Paul D. Thacker is a journalist and former U.S. Senate staffer who first drafted the Physician Payments Sunshine Act. Trudo Lemmens is professor and Scholl Chair in Health Law and Policy at the University of Toronto's Faculty of Law and the Dalla Lana School of Public Health. The authors provided unpaid expertise to the Ministry of Health on the transparency bill
Ontario's Health Minister Eric Hoskins should be lauded for his proposed transparency law that will require medical companies to disclose payments to health-care providers. Physicians, such as Dr. Hoskins, are often shunned by colleagues for putting a spotlight on problematic practices in health care. We count on Dr. Hoskins' colleagues and other health-care providers to work with him to strengthen the integrity of the health professions, to shine a light on practices that damage health care, and to restore patients' trust. To be clear, this legislation is only an important first step.
Commentators continue pointing to North America's opioid crisis as a reason transparency laws are needed, and rightly so. An award-winning investigation last year by the Associated Press found that drug companies spent years funding doctors, medical societies, think tanks and experts to manufacture a narrative that pain was under-treated and that new patented opioids were safer than others. This orchestrated advertising disguised as medical advice helped fuel the current opioid epidemic. But as the opioid death toll mounted, and experts began warning that prescribing was out of control, the pharmaceutical industry employed another tactic: A new group called Advocates for Opioid Recovery began publishing op-eds and providing interviews to push for opioid addiction treatment. Their solution? More medications. But when a reporter began questioning its funding and ties to drug makers, the group went quiet.

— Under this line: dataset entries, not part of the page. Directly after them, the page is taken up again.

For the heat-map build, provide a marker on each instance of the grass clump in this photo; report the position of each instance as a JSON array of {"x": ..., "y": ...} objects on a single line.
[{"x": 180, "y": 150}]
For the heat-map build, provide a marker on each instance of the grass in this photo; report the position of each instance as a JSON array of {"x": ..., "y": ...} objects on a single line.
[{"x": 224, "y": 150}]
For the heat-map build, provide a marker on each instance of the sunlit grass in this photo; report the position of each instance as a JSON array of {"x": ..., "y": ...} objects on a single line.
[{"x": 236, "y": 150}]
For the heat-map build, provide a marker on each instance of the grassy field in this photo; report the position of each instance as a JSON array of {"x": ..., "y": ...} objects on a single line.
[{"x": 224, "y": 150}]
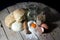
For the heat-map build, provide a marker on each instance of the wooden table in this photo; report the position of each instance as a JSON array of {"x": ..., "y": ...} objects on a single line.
[{"x": 7, "y": 34}]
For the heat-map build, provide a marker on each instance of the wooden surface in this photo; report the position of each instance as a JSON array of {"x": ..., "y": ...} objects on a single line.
[{"x": 7, "y": 34}]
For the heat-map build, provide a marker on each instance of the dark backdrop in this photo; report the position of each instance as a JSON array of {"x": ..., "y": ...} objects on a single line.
[{"x": 52, "y": 3}]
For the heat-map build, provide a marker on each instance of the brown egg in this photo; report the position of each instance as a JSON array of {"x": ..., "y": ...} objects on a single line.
[{"x": 44, "y": 25}]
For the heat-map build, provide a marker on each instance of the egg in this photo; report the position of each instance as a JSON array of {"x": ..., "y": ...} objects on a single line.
[
  {"x": 16, "y": 26},
  {"x": 32, "y": 29},
  {"x": 44, "y": 25}
]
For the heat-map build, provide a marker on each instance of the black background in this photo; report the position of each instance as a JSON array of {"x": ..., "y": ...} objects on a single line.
[{"x": 51, "y": 3}]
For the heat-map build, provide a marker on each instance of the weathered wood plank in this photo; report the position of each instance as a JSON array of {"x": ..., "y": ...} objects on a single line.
[
  {"x": 2, "y": 34},
  {"x": 10, "y": 34}
]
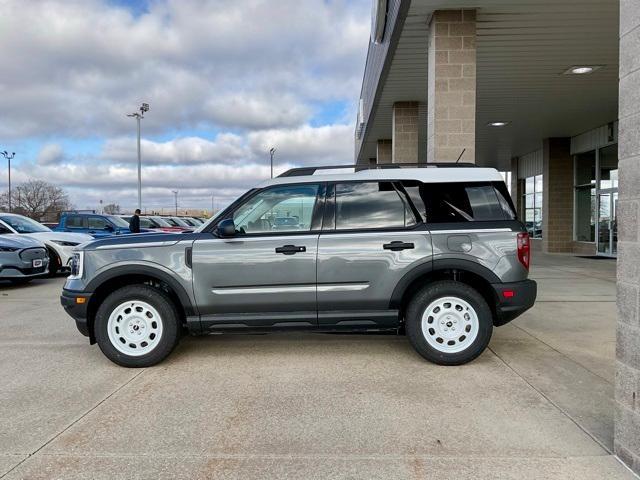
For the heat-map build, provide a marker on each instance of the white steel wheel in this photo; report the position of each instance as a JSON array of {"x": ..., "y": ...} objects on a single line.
[
  {"x": 134, "y": 328},
  {"x": 450, "y": 324}
]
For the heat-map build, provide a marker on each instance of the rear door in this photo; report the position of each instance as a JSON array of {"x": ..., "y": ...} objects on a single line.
[
  {"x": 372, "y": 236},
  {"x": 266, "y": 274}
]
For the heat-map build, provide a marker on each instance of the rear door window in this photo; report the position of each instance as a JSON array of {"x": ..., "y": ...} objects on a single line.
[{"x": 371, "y": 205}]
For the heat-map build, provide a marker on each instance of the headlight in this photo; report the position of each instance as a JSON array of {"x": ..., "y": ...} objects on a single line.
[
  {"x": 66, "y": 244},
  {"x": 77, "y": 265}
]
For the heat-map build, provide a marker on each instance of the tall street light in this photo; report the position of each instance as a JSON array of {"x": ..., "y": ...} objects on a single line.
[
  {"x": 175, "y": 193},
  {"x": 9, "y": 157},
  {"x": 271, "y": 152},
  {"x": 138, "y": 116}
]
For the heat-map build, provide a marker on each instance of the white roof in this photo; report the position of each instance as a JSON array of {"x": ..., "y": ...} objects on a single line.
[{"x": 425, "y": 175}]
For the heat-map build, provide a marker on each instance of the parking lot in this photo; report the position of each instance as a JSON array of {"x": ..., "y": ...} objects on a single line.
[{"x": 537, "y": 404}]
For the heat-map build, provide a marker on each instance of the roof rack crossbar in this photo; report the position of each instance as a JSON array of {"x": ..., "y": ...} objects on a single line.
[{"x": 304, "y": 171}]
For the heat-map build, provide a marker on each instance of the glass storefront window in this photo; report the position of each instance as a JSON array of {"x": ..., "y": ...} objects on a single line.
[
  {"x": 609, "y": 167},
  {"x": 596, "y": 185},
  {"x": 532, "y": 203},
  {"x": 585, "y": 197}
]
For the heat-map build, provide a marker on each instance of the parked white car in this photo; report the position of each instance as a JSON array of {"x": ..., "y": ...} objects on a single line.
[{"x": 59, "y": 244}]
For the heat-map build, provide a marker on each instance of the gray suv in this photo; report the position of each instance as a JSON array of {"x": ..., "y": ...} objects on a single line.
[{"x": 437, "y": 253}]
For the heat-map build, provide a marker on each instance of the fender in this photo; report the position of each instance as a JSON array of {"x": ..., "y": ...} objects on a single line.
[
  {"x": 438, "y": 265},
  {"x": 151, "y": 271}
]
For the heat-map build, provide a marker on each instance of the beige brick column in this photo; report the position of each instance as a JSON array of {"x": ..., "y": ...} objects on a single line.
[
  {"x": 627, "y": 392},
  {"x": 451, "y": 86},
  {"x": 557, "y": 195},
  {"x": 384, "y": 151},
  {"x": 404, "y": 143}
]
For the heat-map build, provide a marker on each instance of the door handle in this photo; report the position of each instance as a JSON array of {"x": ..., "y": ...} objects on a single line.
[
  {"x": 290, "y": 249},
  {"x": 398, "y": 245}
]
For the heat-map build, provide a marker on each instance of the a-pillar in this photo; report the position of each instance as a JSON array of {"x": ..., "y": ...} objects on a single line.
[
  {"x": 451, "y": 86},
  {"x": 557, "y": 195},
  {"x": 627, "y": 390},
  {"x": 404, "y": 141},
  {"x": 383, "y": 151}
]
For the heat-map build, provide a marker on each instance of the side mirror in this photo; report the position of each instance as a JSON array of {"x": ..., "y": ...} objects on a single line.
[{"x": 226, "y": 228}]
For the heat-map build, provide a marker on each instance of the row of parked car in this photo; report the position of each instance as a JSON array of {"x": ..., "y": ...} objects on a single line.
[{"x": 29, "y": 249}]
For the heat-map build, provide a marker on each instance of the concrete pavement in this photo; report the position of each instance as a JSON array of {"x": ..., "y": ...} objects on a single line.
[{"x": 537, "y": 404}]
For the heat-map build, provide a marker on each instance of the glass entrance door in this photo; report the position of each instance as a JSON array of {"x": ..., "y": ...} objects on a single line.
[{"x": 607, "y": 223}]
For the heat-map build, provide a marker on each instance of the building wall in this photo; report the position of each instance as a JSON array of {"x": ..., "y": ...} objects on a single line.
[{"x": 627, "y": 388}]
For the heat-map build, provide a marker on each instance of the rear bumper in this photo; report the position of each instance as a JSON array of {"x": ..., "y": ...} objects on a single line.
[
  {"x": 77, "y": 311},
  {"x": 513, "y": 299}
]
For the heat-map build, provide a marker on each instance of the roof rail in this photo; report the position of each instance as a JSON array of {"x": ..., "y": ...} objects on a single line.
[{"x": 304, "y": 171}]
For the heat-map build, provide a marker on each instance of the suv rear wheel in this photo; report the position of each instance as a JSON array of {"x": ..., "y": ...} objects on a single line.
[
  {"x": 137, "y": 326},
  {"x": 449, "y": 323}
]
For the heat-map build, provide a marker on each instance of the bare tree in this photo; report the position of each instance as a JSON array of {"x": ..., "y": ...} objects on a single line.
[
  {"x": 36, "y": 198},
  {"x": 111, "y": 209}
]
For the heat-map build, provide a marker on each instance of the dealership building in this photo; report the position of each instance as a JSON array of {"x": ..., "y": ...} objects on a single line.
[{"x": 547, "y": 92}]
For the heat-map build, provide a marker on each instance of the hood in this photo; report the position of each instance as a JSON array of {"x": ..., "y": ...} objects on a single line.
[
  {"x": 19, "y": 241},
  {"x": 62, "y": 236},
  {"x": 134, "y": 239}
]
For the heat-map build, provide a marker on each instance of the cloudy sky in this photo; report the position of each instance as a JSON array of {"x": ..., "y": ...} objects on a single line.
[{"x": 225, "y": 80}]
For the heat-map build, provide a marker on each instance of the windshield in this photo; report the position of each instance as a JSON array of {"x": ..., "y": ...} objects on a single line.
[
  {"x": 118, "y": 221},
  {"x": 178, "y": 222},
  {"x": 161, "y": 222},
  {"x": 190, "y": 222},
  {"x": 23, "y": 224}
]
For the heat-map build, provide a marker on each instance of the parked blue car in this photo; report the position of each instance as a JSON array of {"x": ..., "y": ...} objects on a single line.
[{"x": 94, "y": 224}]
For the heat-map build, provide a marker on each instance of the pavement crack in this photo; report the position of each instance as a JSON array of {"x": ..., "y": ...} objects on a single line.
[
  {"x": 548, "y": 399},
  {"x": 562, "y": 353},
  {"x": 74, "y": 422}
]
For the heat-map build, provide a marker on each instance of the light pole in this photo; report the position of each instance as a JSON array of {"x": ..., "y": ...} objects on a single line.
[
  {"x": 9, "y": 157},
  {"x": 271, "y": 152},
  {"x": 175, "y": 193},
  {"x": 138, "y": 116}
]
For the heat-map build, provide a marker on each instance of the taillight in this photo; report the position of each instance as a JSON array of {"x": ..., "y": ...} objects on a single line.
[{"x": 524, "y": 249}]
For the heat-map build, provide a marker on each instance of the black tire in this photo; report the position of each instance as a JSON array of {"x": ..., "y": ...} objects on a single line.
[
  {"x": 431, "y": 293},
  {"x": 54, "y": 263},
  {"x": 169, "y": 318}
]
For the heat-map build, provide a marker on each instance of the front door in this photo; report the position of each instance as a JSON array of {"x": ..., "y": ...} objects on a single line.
[
  {"x": 607, "y": 223},
  {"x": 266, "y": 274},
  {"x": 369, "y": 241}
]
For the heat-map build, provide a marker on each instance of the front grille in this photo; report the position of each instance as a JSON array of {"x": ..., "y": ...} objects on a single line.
[
  {"x": 29, "y": 254},
  {"x": 33, "y": 271}
]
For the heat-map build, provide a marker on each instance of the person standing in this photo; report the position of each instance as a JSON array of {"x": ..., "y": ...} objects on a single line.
[{"x": 134, "y": 223}]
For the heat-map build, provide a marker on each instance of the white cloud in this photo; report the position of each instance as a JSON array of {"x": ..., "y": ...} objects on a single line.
[
  {"x": 50, "y": 154},
  {"x": 252, "y": 72}
]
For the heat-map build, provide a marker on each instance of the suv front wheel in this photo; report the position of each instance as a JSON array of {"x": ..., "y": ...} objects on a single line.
[
  {"x": 449, "y": 323},
  {"x": 137, "y": 326}
]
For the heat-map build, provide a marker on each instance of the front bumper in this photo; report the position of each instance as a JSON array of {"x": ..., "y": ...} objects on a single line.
[
  {"x": 514, "y": 298},
  {"x": 76, "y": 305}
]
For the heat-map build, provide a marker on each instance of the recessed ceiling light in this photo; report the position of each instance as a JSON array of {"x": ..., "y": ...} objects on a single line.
[{"x": 581, "y": 69}]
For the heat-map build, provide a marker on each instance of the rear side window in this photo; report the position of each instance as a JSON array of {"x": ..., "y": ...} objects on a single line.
[
  {"x": 97, "y": 223},
  {"x": 74, "y": 221},
  {"x": 460, "y": 202},
  {"x": 371, "y": 205}
]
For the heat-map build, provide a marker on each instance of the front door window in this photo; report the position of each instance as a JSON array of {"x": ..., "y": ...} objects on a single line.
[{"x": 278, "y": 210}]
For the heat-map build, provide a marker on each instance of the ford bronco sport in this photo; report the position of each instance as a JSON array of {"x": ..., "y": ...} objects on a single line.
[{"x": 436, "y": 252}]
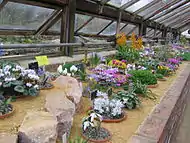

Evidence shows that complex and overlapping tactics to promote health-care products are not new. Some years back, the U.S. Congress released a confidential copy of Forest Laboratories' 2004 marketing plan for a new antidepressant. The company's tactics included spending $34.7-million (U.S.) to pay 2,000 doctors to make 15,000 marketing lectures. The company also projected spending $36-million (U.S.) on lunches dropped off by sales people at doctors' offices. "Providing lunch for a physician creates an extended amount of selling time for representatives," the company's marketers wrote. This was only the money spent by one company, for one drug, and for only one year. Many similar marketing tactics have been documented in the media and in the medical literature.
Transparency of gifts, payments or other benefits to doctors will not be enough. Even health-care providers who choose to keep the industry at arm's length cannot escape influence, which is why the health-care professions should support a broad regulatory framework. For example, there is overwhelming evidence that many articles on new drugs and medical devices in leading medical journals are ghostwritten by product manufacturers. These articles influence prescription behaviour and professional guidelines. Industry payments further influence doctors' continuing education, finance think tanks and professional societies, and help select speakers at medical conferences. Health-care providers do not have the time in their day to unravel these complex ways that companies seek to influence them. That's why the money funding these practices needs to be brought to light, so that they can be studied and analyzed by media, civil society and policy analysts.
We hope that Ontario will also impose transparency on payments to marketing companies, professional societies, companies that provide education, and patient advocacy groups. Health-care providers should know if a company paid to write a medical article, funds a group they might join, or helps pay for a speaker at a conference or meeting. And we all need to know if a patient advocate extolling the benefits of a drug or medical device and pushing for getting a drug approved or funded is secretly receiving money from a company.
Mere transparency will not be enough, and along with the website reporting these payments, Ontario should consider programs to educate both patients and physicians. In one study, researchers reported that 74 per cent of patients believe receiving money influences how doctors treat patients and that 57 per cent would look up their doctor's payments if they were public; 51 per cent of patients would be less likely to choose a doctor taking money. However, in another study, researchers sent patients information about their doctor's financial ties with industry, and very few said it changed their opinion about their doctor. None chose to find a new physician. Doctors show similar erratic opinions. One study revealed that many physicians believed industry gifts would influence their colleagues, while denying such gifts could influence them.
Yet, there is ample evidence that payments do influence physicians. A recent analysis found that the more money doctors receive from drug companies, the more brand-name drugs they prescribe. Even something as small as a lunch has been shown to make a difference.
Broad transparency will enable further study, help educate physicians and patients and provide a basis for new legislative and regulatory intervention. Indeed, the more we learn from the countries that have introduced transparency rules, the clearer it becomes that we will also need prohibitions and restrictions.
For all these reasons, Ontario's initiative is to be lauded. It should, however, be bold and comprehensive, and be seen as a first step. And others should follow suit. The federal government has no reason to take a wait-and-see approach when it comes to strengthening the integrity of health care.